Beekeeper’s Plight Points to $109 Billion Remittances Problem

(Bloomberg) -- Since the breakup of the Soviet Union three decades ago, Khatam Khaydarov has helped support his family in Uzbekistan by traveling over 1,500 miles to work in Russia for months at a time. Not this year.

Khaydarov, 62, was visiting his home in Samarkand in March when Russia and Uzbekistan shut their borders to halt the spread of the coronavirus. The beekeeper has lost about 60,000 rubles ($858) in income since then, and has been living off savings.

“Naturally I send money home when I work in Russia,” he said. “We didn’t have much in savings, but what little we had has been spent during the quarantine.”

Khaydarov’s plight is a microcosm of a wider problem for some smaller emerging economies, which often rely on money sent home from emigrants. The World Bank expects remittances to lower and medium income countries to fall $109 billion, or 20%, this year, the sharpest decline in recent history.
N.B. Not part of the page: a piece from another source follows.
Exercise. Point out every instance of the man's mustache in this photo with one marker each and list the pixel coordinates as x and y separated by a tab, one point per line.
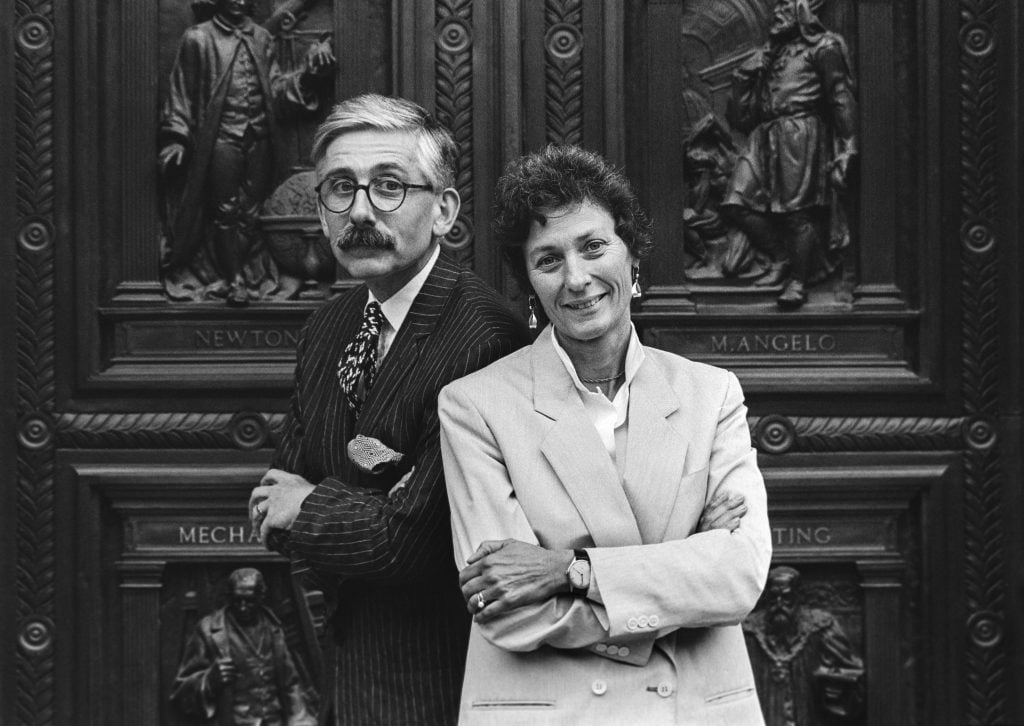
374	239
Europe and central Asia will likely be worst hit.

Border closures imply a “doubling or a tripling of the impact” of coronavirus for some economies, according to European Bank for Reconstruction and Development economist Eric Livny.

“You can’t go to Russia and you can’t find a job at home,” Livny said. “Not now, not in the near future.”

Beekeeper’s Plight Flags $109 Billion Remittances Problem

For decades, remittances from commodity-rich Russia have been propping up poorer nations in the former Soviet Union, with some countries relying on the income for as much as a third of economic output. In turn, Russia, which has a shrinking population, benefits from the influx of cheap labor.

Georgia saw money sent home drop by more than 40% in April, while Tajikistan, which is one of the most remittance-reliant countries in the world, posted a 50% decline in March and April.

“For many of the most vulnerable families, that will be 100% of their income,” Livny said.

Khaydarov, the beekeeper, is one of over a million Uzbeks who will either return from Russia or not go there to work this year, according to Bakhtiyоr Ergashev, director of the Tashkent-based Ma’no Centre for Research Initiatives.

Uzbeks sent home half as much money in April from the year earlier, according to its central bank, as employers fired workers during lockdowns and border closures kept migrant workers home.

The International Monetary Fund has raised its unemployment forecast for Uzbekistan this year to 16.5% from 8.9% - though official unemployment figures may underestimate the problem. The Uzbek government is creating job programs to soften the impact, Ergashev said.

“If these people don’t find jobs, it is possible that social tension will grow in the country,” he said.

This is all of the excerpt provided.